Quiet leader: How a Syracuse University trustee from Bain Capital has influenced campus-wide change
Sarah Allam | Head Illustrator
Editor’s note: This story is part of a series on the role of corporate influences in Syracuse University’s governance and campus politics, based on dozens of interviews with faculty, staff, students, university leadership, higher education experts and other outside experts.
Eric Spina was leaving out a key piece of information as he addressed the Syracuse University faculty and staff gathered in Hendricks Chapel.
It was November 2013, and Spina, then SU’s provost and interim chancellor, was leading a forum about a university-wide assessment being administered in partnership with consulting firm Bain & Company.
The assessment, Spina said, would culminate in a report containing “a set of facts and a deep knowledge base” that would be presented to Chancellor-designate Kent Syverud, serving as a crucial foundation to guide his decisions. Data was to be collected through budgetary analysis, interviews with campus leaders and surveys of faculty and staff.
Further input would be provided from the assessment’s steering committee, which was a mix of faculty and administrators. Spina emphasized that the steering committee would play a leading role in the assessment.

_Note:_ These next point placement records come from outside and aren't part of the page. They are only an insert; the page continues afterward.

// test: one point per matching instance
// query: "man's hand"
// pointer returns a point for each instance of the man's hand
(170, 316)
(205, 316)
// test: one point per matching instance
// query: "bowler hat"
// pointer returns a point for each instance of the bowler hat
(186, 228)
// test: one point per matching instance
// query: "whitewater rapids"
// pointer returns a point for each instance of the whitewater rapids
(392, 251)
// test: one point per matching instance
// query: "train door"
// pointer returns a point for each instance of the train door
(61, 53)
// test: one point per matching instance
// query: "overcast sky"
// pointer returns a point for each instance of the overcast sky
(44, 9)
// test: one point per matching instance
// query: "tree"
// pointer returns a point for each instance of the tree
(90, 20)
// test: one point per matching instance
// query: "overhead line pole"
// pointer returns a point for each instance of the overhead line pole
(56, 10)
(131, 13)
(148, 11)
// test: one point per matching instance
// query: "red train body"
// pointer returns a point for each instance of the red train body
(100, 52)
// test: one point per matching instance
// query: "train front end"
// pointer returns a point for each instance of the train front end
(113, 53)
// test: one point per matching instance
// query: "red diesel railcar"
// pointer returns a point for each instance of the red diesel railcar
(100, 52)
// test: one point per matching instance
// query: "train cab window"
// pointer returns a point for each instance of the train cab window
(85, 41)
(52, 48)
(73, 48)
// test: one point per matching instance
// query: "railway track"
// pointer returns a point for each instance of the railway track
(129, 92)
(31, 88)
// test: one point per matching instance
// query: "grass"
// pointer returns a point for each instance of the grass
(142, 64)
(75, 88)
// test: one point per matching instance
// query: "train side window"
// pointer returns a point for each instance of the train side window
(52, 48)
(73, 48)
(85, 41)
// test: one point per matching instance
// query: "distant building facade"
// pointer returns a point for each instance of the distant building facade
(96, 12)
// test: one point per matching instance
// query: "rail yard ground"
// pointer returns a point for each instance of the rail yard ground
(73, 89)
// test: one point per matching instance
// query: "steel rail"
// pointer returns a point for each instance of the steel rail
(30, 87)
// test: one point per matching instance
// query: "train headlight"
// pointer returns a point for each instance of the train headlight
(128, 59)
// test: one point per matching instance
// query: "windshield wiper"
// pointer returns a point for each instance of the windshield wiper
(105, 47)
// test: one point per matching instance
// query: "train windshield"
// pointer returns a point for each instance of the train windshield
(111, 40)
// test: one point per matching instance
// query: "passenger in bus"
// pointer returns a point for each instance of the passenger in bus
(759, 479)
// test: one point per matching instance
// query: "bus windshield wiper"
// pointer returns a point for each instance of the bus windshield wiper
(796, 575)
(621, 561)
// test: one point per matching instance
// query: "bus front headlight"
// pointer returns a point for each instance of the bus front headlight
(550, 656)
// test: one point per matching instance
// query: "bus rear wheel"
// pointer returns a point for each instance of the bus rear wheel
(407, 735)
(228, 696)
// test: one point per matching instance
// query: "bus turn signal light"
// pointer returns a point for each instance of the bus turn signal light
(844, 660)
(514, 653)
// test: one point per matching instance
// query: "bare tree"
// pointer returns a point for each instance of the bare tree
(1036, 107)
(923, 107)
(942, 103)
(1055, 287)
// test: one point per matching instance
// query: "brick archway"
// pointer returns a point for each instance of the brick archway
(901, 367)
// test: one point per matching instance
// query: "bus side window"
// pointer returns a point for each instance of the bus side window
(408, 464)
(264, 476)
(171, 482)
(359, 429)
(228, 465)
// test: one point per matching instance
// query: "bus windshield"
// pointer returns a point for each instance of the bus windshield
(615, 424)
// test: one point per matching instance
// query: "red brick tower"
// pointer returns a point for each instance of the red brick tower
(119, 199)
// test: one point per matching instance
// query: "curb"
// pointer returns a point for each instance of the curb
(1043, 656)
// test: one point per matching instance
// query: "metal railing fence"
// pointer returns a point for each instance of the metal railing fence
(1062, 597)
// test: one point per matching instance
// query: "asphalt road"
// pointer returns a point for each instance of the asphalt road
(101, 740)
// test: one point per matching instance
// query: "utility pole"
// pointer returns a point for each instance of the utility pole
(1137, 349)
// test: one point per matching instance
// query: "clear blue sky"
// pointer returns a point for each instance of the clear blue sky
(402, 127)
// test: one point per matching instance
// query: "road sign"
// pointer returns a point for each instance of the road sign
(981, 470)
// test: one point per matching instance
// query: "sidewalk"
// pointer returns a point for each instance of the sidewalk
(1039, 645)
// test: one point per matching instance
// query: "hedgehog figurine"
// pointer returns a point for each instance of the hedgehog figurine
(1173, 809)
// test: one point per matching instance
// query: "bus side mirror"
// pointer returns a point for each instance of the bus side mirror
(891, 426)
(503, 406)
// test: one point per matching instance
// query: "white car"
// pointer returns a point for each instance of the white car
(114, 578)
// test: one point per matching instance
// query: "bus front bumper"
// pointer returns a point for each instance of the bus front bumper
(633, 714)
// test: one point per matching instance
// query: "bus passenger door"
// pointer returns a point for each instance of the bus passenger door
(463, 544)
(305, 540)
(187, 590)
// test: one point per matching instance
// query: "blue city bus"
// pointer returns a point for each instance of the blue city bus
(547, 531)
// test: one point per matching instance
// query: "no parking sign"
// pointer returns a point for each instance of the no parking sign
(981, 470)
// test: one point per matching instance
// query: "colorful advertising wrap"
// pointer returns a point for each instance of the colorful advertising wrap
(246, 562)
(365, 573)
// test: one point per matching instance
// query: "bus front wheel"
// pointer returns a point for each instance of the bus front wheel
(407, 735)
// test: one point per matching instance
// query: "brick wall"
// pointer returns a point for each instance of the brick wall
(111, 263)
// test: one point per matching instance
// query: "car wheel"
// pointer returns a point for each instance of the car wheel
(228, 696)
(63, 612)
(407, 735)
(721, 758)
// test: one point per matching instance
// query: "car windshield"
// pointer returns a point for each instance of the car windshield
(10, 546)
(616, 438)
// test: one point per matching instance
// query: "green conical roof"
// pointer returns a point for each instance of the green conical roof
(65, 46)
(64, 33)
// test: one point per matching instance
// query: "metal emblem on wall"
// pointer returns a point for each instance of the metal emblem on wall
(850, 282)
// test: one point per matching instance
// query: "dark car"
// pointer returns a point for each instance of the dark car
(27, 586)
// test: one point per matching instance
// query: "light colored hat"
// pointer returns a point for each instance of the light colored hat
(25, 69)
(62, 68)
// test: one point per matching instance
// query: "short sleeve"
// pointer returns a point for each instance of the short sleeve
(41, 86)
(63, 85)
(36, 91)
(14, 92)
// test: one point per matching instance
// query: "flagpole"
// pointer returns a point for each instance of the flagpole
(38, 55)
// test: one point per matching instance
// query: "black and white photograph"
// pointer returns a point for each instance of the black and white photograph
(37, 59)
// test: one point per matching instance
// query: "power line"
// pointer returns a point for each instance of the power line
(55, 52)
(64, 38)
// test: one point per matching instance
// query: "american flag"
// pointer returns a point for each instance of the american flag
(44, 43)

“It’s not really the Bain project,” he said. “That’s a clear message I want you to hear. This is the Syracuse University project that is being run by the steering committee.”
What Spina didn’t mention was that there was another committee involved: the assessment’s executive committee, which was privy to more information than the steering committee and had authority over it. The executive committee consisted of Spina, four other upper-administrators, SU trustee John Riley and, notably, trustee Steven Barnes.
Barnes is an executive at Bain Capital, the investment firm with close historical ties to Bain & Company. Bain Capital’s founders were a group of partners from Bain & Company. Although Bain Capital and Bain & Company are separate entities, some faculty said they perceive the intersection of the two at SU as a possible conflict because of their historical similarities.
Serving on the assessment’s executive committee was an early sign of the influence Barnes would have in guiding SU’s institutional planning under Syverud. A long-time donor to SU and a voting trustee since 2008, he was named chairman in 2015, making him the university’s highest-ranking individual authority. It gives him the responsibility of leading SU’s central governing body that has ultimate rule over the university.
On Wednesday evening, Barnes sat in a first row pew inside Hendricks Chapel as SU community members — including Barnes — participated in a discussion about discrimination on campus in light of the Theta Tau videos.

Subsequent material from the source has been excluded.